Do Grades Make the Grade?
Grades. Isn’t it amazing how one word can stir up such intense emotions? Loathing, frustration, dread, and anxiety are what is felt by many high school students at the mere utterance of the word “grades.” Recently, the topic of grades in high school has become one of great concern. Students fret about whether the excessive amount of time they spend pouring over textbooks, notes, and outlines in order to attain good grades will really pay off in the long run. I wonder, is all that extra work for a point or two on a GPA actually going to make a difference in achieving success in life? More importantly, how should success be measured?
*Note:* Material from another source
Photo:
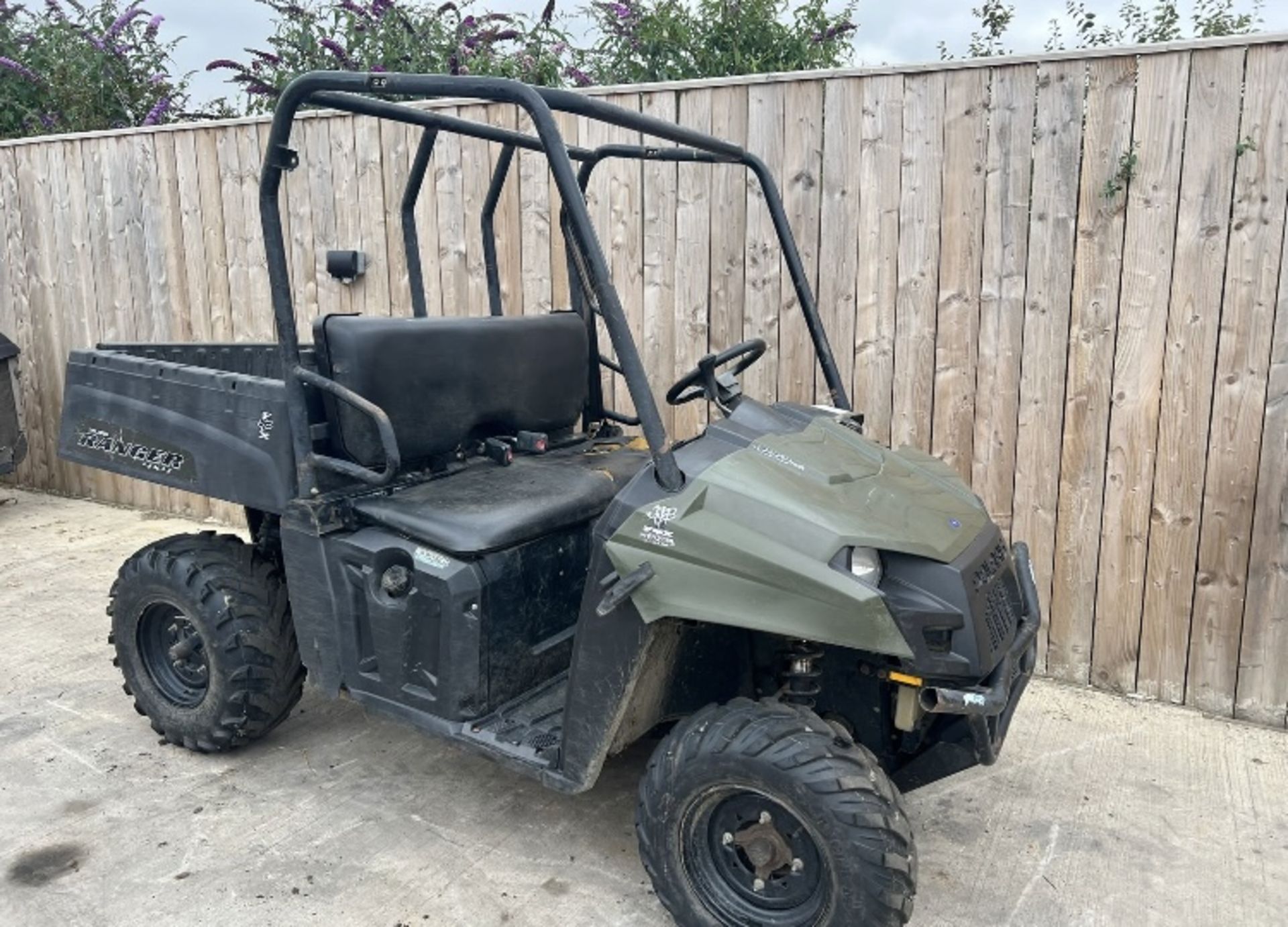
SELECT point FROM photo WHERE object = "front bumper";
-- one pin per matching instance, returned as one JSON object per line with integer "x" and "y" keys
{"x": 989, "y": 706}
It seems as if the testing and homework has become so excessive that students often miss the essence of the material learned, and instead concentrate on one thing: the grades they earn.
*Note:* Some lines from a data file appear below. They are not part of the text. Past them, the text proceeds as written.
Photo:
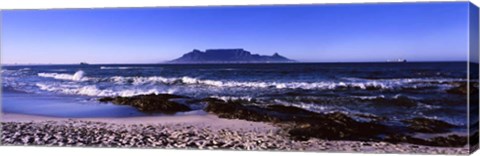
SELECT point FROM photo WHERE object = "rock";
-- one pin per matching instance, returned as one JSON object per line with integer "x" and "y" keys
{"x": 460, "y": 88}
{"x": 448, "y": 141}
{"x": 336, "y": 126}
{"x": 425, "y": 125}
{"x": 299, "y": 123}
{"x": 235, "y": 110}
{"x": 150, "y": 103}
{"x": 402, "y": 101}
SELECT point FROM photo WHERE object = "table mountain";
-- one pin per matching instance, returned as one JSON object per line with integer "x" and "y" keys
{"x": 228, "y": 56}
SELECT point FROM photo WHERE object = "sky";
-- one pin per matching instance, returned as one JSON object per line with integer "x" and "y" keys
{"x": 309, "y": 33}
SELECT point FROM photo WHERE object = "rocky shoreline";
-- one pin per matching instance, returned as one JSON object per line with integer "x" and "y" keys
{"x": 301, "y": 124}
{"x": 78, "y": 133}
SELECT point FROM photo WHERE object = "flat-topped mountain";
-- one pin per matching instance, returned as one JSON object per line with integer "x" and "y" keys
{"x": 228, "y": 56}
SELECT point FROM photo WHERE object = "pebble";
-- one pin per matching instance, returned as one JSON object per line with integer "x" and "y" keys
{"x": 98, "y": 134}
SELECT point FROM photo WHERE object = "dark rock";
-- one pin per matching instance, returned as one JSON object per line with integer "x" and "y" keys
{"x": 299, "y": 123}
{"x": 403, "y": 101}
{"x": 235, "y": 110}
{"x": 448, "y": 141}
{"x": 425, "y": 125}
{"x": 372, "y": 117}
{"x": 336, "y": 126}
{"x": 461, "y": 88}
{"x": 150, "y": 103}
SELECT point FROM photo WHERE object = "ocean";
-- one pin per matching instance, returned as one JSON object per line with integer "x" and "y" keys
{"x": 397, "y": 91}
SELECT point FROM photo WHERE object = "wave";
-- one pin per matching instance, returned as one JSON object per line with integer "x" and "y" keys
{"x": 92, "y": 90}
{"x": 363, "y": 85}
{"x": 248, "y": 84}
{"x": 123, "y": 68}
{"x": 78, "y": 76}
The physical and emotional strain that has come from an obsession with grades is readily apparent. Hours upon hours of study has led to high school students getting minimal sleep, relaxation, and exercise, and an overabundance of stress. Fortunately, educators, parents, and even the media have begun to take notice of the undue focus on student performance. Public discussion is bringing this issue to the forefront in lecture halls, newspaper articles, films, and PTA meetings around the country. So, as I tear myself away from this essay to study for a chemistry test, I feel a glimmer of hope that meaningful change may be in store for future high school students.